Weekly Export Sales Data:
(week ended 4.2.26)
US corn export sales totaled 57.21 million bushels, up from the previous week’s 45.25 million bushels. Sales fell within market expectations of 29.53–62.99 million bushels and marked the highest weekly total in four weeks. Additionally, the four-week average reached 48.23 million bushels, up from 44.24 million bushels over the same period last year. Total commitments stand at 2.810 billion bushels, 29.73% above last year’s same-week total of 2.166 billion bushels. By comparison, USDA’s 2025/26 marketing year export sales projection stands at 3.300 billion bushels. Primary buyers included Japan, Mexico, and unknown destinations.

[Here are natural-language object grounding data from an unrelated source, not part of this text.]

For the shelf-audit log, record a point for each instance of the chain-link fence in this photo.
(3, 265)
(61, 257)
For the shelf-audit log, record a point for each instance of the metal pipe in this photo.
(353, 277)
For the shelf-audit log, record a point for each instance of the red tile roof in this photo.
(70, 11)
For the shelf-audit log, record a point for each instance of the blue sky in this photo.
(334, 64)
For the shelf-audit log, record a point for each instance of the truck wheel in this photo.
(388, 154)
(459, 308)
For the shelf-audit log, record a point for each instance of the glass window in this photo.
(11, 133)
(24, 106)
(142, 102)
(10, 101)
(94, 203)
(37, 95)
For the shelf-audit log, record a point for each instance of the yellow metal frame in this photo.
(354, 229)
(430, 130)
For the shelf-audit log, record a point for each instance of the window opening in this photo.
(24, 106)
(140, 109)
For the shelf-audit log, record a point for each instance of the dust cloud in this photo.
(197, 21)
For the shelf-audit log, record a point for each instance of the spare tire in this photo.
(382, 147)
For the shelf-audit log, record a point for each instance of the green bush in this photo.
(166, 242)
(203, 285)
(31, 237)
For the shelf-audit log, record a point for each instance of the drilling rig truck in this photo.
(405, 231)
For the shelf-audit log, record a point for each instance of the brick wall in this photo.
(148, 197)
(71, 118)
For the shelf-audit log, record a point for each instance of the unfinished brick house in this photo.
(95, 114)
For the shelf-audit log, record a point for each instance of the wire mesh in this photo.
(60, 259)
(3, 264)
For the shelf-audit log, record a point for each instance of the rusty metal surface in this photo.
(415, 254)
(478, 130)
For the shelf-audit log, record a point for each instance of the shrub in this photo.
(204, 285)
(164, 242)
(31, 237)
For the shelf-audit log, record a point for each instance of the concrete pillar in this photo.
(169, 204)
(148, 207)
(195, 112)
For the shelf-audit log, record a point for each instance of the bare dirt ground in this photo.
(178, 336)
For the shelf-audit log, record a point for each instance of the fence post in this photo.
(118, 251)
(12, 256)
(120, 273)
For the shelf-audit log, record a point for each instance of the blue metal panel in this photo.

US soybean export sales totaled 10.58 million bushels, down from the previous week’s 12.99 million bushels. Sales landed at the low end of market expectations of 7.35–22.05 million bushels. Meanwhile, the four-week average stood at 16.30 million bushels, up 39.32% from the same period last year, which averaged 11.70 million bushels. Total commitments stand at 1.393 billion bushels, down 17.87% from the same-week total of 1.696 billion bushels last year. Primary buyers included Japan and Egypt.